Legame tra “l’ordinario”, “lo scontato” e la “mascalzonaggine”. E una buona, molto buona, coscienza. Fa pensare a quello che Hannah Arendt svilupperà poi intorno alla «banalità del male» in Eichmann a Gerusalemme, dove parla di Eichmann come di un «clown». E a un altro breve racconto del 1920 intitolato Vita in comune in cui Kafka fa il ritratto di cinque amici: «Siamo cinque amici, una volta uscimmo da una casa l’uno dopo l’altro… La gente si accorse di noi e indicandoci diceva: i cinque sono usciti poco fa da questa casa. Da allora viviamo insieme, sarebbe una vita pacifica, se non vi si immischiasse continuamente un sesto». Ah, questo sesto! «…perché si intrufola dove non lo si desidera? Non lo conosciamo e non vogliamo accoglierlo fra noi. Vero è che anche noi cinque non ci conoscevamo prima e, se vogliamo, non ci conosciamo nemmeno adesso, ma ciò che per noi è possibile ed è tollerato, per quel sesto non è possibile e non viene tollerato. Inoltre siamo in cinque e non vogliamo essere in sei». «Noi siamo cinque», qualcosa che viene martellata continuamente, tanto più che è successo per caso, con nessun senso all’origine, ci si è giusto trovati insieme, senza nessun legame significativo: «non ci conoscevamo prima e, se vogliamo, non ci conosciamo nemmeno adesso».


E allora perché i cinque fanno comunità? È così e basta. Autorità della realtà. Appiattimento del mondo che si svolge calmo e feroce su di un solo piano, ciò che è. E tuttavia, in compenso, di chi, di che? Dello spirito, ma sì: questa descrizione così precisa, così esatta, non è neutra, agisce, fa ridere il lettore, che vede davanti a lui i cinque ben serrati che si confortano l’un l’altro, respingendo (con i gomiti, dice Kafka) il sesto che cerca continuamente di ritornare. Il gesto è visibile, è una gag, e sotto le affermazioni perentorie, infantili, appare la nullità delle “ragioni”, la semplice dichiarazione: siamo cinque e non vogliamo essere sei. Autorità del vuoto.

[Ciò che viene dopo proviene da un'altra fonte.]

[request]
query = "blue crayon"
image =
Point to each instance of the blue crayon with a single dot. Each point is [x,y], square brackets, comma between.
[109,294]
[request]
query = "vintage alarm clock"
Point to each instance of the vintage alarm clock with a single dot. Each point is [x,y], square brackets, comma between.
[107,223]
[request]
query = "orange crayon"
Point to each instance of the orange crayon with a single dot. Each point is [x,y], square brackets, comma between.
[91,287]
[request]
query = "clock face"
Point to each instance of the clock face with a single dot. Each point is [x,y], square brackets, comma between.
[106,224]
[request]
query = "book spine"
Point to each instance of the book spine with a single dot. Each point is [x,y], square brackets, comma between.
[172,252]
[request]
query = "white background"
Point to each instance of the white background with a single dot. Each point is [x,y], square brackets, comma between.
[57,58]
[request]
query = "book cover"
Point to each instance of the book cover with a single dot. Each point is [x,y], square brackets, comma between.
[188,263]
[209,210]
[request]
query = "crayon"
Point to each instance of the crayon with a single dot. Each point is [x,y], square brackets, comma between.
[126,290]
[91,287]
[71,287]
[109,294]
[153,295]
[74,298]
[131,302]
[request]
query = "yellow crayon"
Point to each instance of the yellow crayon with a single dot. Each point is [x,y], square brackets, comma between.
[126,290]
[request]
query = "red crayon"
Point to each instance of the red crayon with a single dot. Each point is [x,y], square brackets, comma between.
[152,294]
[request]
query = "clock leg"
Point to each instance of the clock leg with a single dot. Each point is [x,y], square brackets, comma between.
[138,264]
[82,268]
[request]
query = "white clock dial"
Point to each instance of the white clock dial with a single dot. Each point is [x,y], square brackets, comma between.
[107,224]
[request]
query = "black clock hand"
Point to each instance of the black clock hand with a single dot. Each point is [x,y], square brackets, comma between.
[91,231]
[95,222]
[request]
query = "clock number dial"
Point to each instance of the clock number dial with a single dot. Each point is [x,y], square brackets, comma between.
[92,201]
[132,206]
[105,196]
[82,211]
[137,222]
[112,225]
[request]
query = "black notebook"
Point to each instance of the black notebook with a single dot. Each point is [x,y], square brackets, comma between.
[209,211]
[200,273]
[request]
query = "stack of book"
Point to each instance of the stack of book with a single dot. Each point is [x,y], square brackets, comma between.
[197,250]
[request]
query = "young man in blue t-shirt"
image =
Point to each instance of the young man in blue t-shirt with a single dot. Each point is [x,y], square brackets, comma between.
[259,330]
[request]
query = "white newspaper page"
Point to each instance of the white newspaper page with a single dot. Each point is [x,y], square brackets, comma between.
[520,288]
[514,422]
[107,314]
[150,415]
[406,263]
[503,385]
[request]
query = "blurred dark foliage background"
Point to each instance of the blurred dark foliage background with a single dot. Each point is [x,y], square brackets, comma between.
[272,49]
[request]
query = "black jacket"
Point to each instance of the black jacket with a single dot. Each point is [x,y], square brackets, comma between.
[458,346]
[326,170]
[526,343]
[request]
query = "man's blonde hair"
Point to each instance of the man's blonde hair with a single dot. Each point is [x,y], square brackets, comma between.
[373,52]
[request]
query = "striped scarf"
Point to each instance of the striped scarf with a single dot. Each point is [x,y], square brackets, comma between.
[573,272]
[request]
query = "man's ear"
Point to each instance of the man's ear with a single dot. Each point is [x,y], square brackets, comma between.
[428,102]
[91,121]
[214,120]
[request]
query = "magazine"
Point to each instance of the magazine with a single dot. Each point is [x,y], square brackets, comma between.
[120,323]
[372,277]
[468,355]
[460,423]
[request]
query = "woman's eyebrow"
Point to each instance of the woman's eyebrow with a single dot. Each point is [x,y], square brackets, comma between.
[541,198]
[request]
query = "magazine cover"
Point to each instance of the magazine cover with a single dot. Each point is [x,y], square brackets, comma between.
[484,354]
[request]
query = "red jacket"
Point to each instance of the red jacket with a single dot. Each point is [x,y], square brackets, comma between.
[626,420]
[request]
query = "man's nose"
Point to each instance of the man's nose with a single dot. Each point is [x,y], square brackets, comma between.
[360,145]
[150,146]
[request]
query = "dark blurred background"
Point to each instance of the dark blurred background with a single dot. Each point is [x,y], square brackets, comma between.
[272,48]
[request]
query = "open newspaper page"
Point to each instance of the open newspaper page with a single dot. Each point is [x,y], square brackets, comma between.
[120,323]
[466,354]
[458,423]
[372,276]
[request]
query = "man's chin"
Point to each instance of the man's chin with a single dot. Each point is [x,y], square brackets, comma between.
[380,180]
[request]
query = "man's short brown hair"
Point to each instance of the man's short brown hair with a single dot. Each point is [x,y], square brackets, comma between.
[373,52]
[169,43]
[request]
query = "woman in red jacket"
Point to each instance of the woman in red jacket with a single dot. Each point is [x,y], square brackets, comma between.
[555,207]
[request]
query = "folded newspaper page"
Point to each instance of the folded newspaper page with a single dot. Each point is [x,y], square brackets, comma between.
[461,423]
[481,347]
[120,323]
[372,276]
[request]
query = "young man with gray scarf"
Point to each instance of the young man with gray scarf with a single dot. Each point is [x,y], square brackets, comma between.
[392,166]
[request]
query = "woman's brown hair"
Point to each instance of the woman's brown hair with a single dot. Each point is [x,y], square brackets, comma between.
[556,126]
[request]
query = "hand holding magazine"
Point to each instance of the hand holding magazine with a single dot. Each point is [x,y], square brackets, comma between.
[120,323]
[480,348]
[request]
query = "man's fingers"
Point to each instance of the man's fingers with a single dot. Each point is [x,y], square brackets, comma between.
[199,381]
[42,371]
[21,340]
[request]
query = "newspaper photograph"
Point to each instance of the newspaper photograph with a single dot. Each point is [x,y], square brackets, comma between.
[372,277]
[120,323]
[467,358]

«Che senso può avere questo stare continuamente insieme?», aggiunge Kafka; «Non ha senso nemmeno per noi cinque, ma oramai siamo insieme e ci rimaniamo»… La realtà non ha alcun senso in se stessa, siamo noi che gli diamo del senso, che è UN senso, e niente affatto IL senso, il solo senso possibile. E qui il senso di questa comunità così amicale è la volontà di restare tra loro, il rifiuto, il rigetto di chi è altro, punto e basta. Questo punto e basta fa ridere, di un riso particolare, indignato e nervoso. Ben inteso non esiste il punto e basta, la menzogna e l’impotenza del punto e basta, ma ciò che si svela improvvisamente sotto l’affermazione autoritaria e vuota del «è così e non altrimenti» è una cosa affatto divertente e che riconosciamo anche se sorprende sempre: l’odio.